O meu futuro é incerto.

O futuro da minha família também.

O que é pior, sou rico, muito rico.

Já troquei por várias vezes de administrador, mas não adianta, sempre sou roubado.

Não sei o que fazer.

Estou morto, mas estou vivo, muito vivo.

Sou rico, mas sou pobre.

Vivo, eu e meus filhos do resto, do resto da sociedade dominante, do resto dos meus administradores, que sugam o meu dinheiro, antes de irem embora.

Senhor, sei que esta carta esta ficando chata, mas, é que eu preciso falar estas coisas.
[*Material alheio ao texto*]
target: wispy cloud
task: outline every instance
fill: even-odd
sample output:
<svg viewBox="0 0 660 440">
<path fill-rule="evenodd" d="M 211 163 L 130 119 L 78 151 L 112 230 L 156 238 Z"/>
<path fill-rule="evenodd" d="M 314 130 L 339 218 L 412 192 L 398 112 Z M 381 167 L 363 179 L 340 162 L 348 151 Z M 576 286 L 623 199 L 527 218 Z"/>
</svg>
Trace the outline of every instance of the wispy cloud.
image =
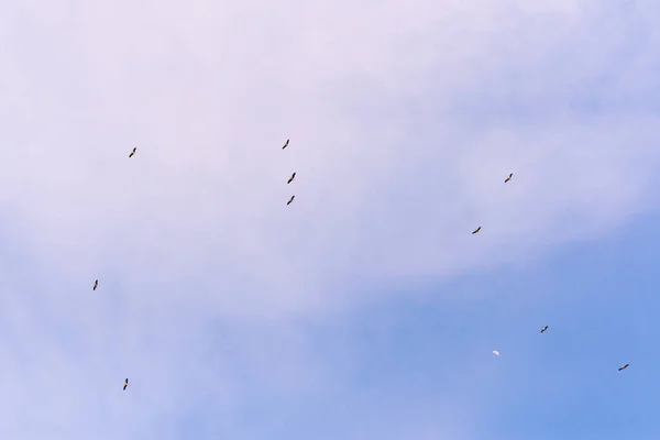
<svg viewBox="0 0 660 440">
<path fill-rule="evenodd" d="M 301 322 L 374 299 L 352 283 L 528 264 L 654 209 L 659 12 L 2 6 L 2 433 L 148 438 L 251 382 L 330 393 Z"/>
</svg>

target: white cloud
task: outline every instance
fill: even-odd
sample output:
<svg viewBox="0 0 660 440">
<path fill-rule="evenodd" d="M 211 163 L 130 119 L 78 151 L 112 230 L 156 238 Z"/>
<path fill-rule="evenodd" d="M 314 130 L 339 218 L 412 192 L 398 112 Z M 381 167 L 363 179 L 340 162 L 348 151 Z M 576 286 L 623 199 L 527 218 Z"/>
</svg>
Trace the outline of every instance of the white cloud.
<svg viewBox="0 0 660 440">
<path fill-rule="evenodd" d="M 34 258 L 3 312 L 31 346 L 13 369 L 43 385 L 14 385 L 21 414 L 37 396 L 73 429 L 95 387 L 90 420 L 111 407 L 117 421 L 103 399 L 127 370 L 141 377 L 132 405 L 172 411 L 182 372 L 233 386 L 234 373 L 168 365 L 182 350 L 195 364 L 185 350 L 213 317 L 355 306 L 367 295 L 343 279 L 525 264 L 656 208 L 652 2 L 626 15 L 570 0 L 182 4 L 0 13 L 0 202 Z M 283 338 L 284 376 L 264 374 L 292 384 L 312 361 Z M 277 358 L 246 344 L 249 369 Z"/>
</svg>

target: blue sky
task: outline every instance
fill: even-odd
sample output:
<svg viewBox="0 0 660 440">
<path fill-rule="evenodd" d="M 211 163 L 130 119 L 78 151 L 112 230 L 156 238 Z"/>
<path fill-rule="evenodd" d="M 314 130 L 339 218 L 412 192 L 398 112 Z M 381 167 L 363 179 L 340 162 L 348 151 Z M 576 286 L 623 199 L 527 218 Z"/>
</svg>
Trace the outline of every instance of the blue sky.
<svg viewBox="0 0 660 440">
<path fill-rule="evenodd" d="M 658 16 L 0 3 L 0 437 L 658 438 Z"/>
</svg>

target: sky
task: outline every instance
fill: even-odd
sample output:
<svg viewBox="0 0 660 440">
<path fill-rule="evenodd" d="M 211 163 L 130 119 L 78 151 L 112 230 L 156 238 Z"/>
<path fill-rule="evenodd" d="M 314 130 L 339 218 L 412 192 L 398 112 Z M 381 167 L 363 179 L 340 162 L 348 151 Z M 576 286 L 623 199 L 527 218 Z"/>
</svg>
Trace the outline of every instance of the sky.
<svg viewBox="0 0 660 440">
<path fill-rule="evenodd" d="M 0 437 L 659 438 L 658 16 L 0 1 Z"/>
</svg>

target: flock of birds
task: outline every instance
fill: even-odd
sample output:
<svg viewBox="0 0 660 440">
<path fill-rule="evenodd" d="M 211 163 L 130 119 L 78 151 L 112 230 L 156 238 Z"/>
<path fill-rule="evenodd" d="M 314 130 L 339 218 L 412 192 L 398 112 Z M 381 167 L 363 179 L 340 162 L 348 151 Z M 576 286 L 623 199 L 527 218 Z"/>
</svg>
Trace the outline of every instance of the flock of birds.
<svg viewBox="0 0 660 440">
<path fill-rule="evenodd" d="M 287 142 L 288 142 L 288 141 L 287 141 Z M 510 174 L 509 174 L 509 175 L 506 177 L 506 179 L 504 179 L 504 183 L 505 183 L 505 184 L 508 184 L 508 183 L 510 182 L 510 179 L 512 179 L 512 178 L 514 178 L 514 173 L 510 173 Z M 472 231 L 472 234 L 474 235 L 474 234 L 475 234 L 475 233 L 477 233 L 479 231 L 481 231 L 481 227 L 479 227 L 479 228 L 476 228 L 474 231 Z M 546 331 L 548 331 L 548 326 L 546 326 L 546 327 L 543 327 L 543 328 L 541 329 L 541 333 L 544 333 Z M 498 355 L 499 355 L 499 352 L 498 352 L 497 350 L 493 350 L 493 354 L 495 354 L 496 356 L 498 356 Z M 619 366 L 619 367 L 618 367 L 618 371 L 624 371 L 624 370 L 626 370 L 626 369 L 627 369 L 629 365 L 630 365 L 630 364 L 626 364 L 626 365 Z"/>
<path fill-rule="evenodd" d="M 289 141 L 290 141 L 290 140 L 288 140 L 288 139 L 286 140 L 286 142 L 285 142 L 285 143 L 284 143 L 284 145 L 282 146 L 282 150 L 285 150 L 285 148 L 288 146 L 288 144 L 289 144 Z M 136 152 L 136 151 L 138 151 L 138 147 L 134 147 L 134 148 L 131 151 L 131 153 L 129 153 L 129 158 L 133 157 L 133 156 L 135 155 L 135 152 Z M 506 179 L 504 179 L 504 183 L 505 183 L 505 184 L 508 184 L 508 183 L 512 180 L 512 178 L 514 178 L 514 173 L 510 173 L 510 174 L 509 174 L 509 175 L 506 177 Z M 292 182 L 294 182 L 295 179 L 296 179 L 296 173 L 293 173 L 293 174 L 292 174 L 292 176 L 290 176 L 290 177 L 288 178 L 288 180 L 287 180 L 287 185 L 288 185 L 288 184 L 290 184 Z M 289 200 L 286 202 L 286 205 L 287 205 L 287 206 L 292 205 L 292 202 L 294 201 L 294 199 L 295 199 L 295 198 L 296 198 L 296 196 L 295 196 L 295 195 L 293 195 L 293 196 L 292 196 L 292 198 L 290 198 L 290 199 L 289 199 Z M 482 227 L 480 226 L 480 227 L 479 227 L 479 228 L 476 228 L 474 231 L 472 231 L 472 234 L 474 235 L 475 233 L 480 232 L 480 231 L 481 231 L 481 229 L 482 229 Z M 98 287 L 99 287 L 99 280 L 97 279 L 97 280 L 95 280 L 95 282 L 94 282 L 94 288 L 92 288 L 92 290 L 96 290 Z M 546 326 L 546 327 L 543 327 L 543 328 L 541 329 L 541 333 L 544 333 L 547 330 L 548 330 L 548 326 Z M 499 352 L 498 352 L 497 350 L 493 350 L 493 354 L 495 354 L 496 356 L 498 356 L 498 355 L 499 355 Z M 626 370 L 626 369 L 627 369 L 629 365 L 630 365 L 630 364 L 625 364 L 624 366 L 619 366 L 618 371 L 624 371 L 624 370 Z M 129 386 L 129 378 L 127 377 L 127 378 L 125 378 L 125 381 L 124 381 L 123 391 L 127 391 L 128 386 Z"/>
<path fill-rule="evenodd" d="M 282 150 L 286 148 L 288 146 L 288 143 L 289 143 L 289 140 L 287 139 L 286 142 L 284 143 L 284 146 L 282 147 Z M 133 150 L 131 150 L 131 153 L 129 153 L 129 158 L 133 157 L 135 155 L 136 151 L 138 151 L 138 147 L 133 147 Z M 288 180 L 286 182 L 287 185 L 290 184 L 292 182 L 294 182 L 295 179 L 296 179 L 296 173 L 292 174 L 292 176 L 288 178 Z M 295 195 L 292 196 L 292 198 L 289 199 L 289 201 L 286 202 L 286 205 L 287 206 L 292 205 L 292 202 L 294 201 L 295 198 L 296 198 Z M 98 287 L 99 287 L 99 280 L 96 279 L 94 282 L 94 287 L 91 289 L 96 290 Z M 124 381 L 123 391 L 125 392 L 128 387 L 129 387 L 129 378 L 127 377 Z"/>
</svg>

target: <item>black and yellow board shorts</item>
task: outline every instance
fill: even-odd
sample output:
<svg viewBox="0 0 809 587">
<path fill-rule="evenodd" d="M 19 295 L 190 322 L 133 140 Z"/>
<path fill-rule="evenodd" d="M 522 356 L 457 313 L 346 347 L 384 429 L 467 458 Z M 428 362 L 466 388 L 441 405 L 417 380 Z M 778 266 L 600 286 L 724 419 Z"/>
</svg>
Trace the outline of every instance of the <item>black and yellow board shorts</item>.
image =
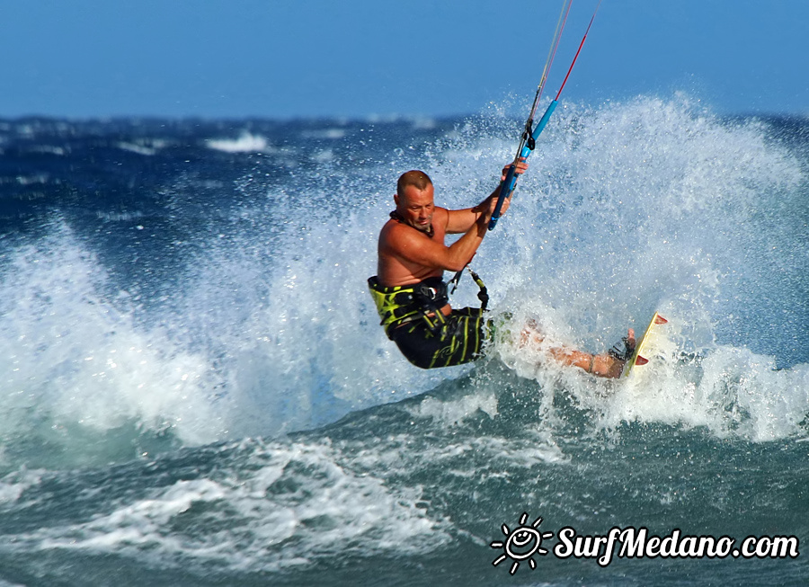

Preciso me abrir com o Senhor, só o Senhor pode me ajudar, antes que seja tarde.

Tarde demais.

Para os meus administradores tudo esta bem, estou com boa saúde, meus filhos também.

Estou bem seguro, dizem que a minha segurança é exemplar, bem como a de meus filhos, o que não é verdade.

Dizem até, que os meus filhos mais velhos estão, bem cuidados e que recebem o suficiente para suas necessidades.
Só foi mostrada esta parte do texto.